Francisco Rodríguez Coloma 


domingo, 27 de enero de 2019

[HAY LIBROS QUE CABEN...], Nina Berberova

Hay libros que caben por entero entre sus dos tapas; allí se quedan, y de allí no salen. Hay otros que no caben entre sus tapas, que parecen desbordarlas; pasan años a nuestro lado, nos transforman, transforman nuestra conciencia. Hay, finalmente, una tercera clase de libros, aquellos que marcan la conciencia (y el modo de vida) de una generación literaria y dejan su marca en todo un siglo. Su «cuerpo» reposa sobre un estante, pero su «alma» ocupa el aire que nos rodea. A esos libros los respiramos, viven en nuestro interior. 
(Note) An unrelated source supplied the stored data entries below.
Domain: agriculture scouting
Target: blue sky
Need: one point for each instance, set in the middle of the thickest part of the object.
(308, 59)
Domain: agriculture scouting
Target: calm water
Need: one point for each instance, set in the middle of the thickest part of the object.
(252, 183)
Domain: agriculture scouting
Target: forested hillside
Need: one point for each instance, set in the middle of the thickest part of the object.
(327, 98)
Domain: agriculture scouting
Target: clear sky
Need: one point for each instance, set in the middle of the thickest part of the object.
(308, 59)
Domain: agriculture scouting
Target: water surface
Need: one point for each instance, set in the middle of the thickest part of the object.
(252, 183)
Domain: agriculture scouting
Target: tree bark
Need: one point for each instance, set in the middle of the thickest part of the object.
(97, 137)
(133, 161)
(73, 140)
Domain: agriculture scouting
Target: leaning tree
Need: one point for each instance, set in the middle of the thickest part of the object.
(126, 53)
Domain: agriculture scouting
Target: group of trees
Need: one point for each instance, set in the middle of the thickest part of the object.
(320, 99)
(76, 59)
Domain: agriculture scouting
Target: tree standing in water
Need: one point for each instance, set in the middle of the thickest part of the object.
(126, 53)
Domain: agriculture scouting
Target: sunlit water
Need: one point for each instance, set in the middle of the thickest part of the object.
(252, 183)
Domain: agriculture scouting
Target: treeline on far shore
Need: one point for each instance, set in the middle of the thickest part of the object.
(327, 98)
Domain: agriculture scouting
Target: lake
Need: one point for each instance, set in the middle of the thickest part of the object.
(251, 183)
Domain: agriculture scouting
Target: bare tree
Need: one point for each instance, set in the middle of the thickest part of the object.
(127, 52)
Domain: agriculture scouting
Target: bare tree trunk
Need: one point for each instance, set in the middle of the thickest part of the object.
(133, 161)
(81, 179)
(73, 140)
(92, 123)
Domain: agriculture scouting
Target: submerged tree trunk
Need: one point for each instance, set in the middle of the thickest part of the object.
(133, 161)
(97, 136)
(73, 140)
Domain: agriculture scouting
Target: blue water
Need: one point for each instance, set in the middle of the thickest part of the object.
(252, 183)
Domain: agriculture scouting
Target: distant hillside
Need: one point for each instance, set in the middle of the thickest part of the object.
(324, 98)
NINA BERBEROVA, Nabokov y su Lolita, La Compañía, Buenos Aires, 2008, p. 13.
&
Balthus 

lunes, 21 de enero de 2019

[LA PEOR DESGRACIA...], Miguel Torga

La peor desgracia que le puede acontecer a un artista es el empezar por la literatura en vez de empezar por la vida... Sólo la experiencia, el dolor y el trabajo le traen dignidad a una obra literaria.


Miguel Torga
&
Hans-Peter Feldman

viernes, 4 de enero de 2019

[MIENTRAS DURA LA VIDA...], Francisca Aguirre

Mientras dura la vida, ¿dónde se esconderá la muerte? Debe de haber un error en algún sitio, una equivocación, algo descolocado. ¡Ay, la insistencia del desorden! ¡La terca obstinación pautada dentro del caos! ¡Ay, la persecución de una rara armonía mientras la muerte horada con sus dientes el antiguo rescoldo de la vida! Algo late con ritmo acelerado y la muerte se esconde avergonzada como si recordase que una vez tuvo madre. Y corre hacia ninguna parte a decirle a mamá que la perdone, que ha sido sin querer que todo es un descuido pero que esta sera la última vez, que ha sido sin mala intención. Y se va de puntillas con la cabeza gacha murmurando que la culpa no es suya.

FRANCISCA AGUIRRE, Ensayo general, Calambur, Madrid, 2018, página 581.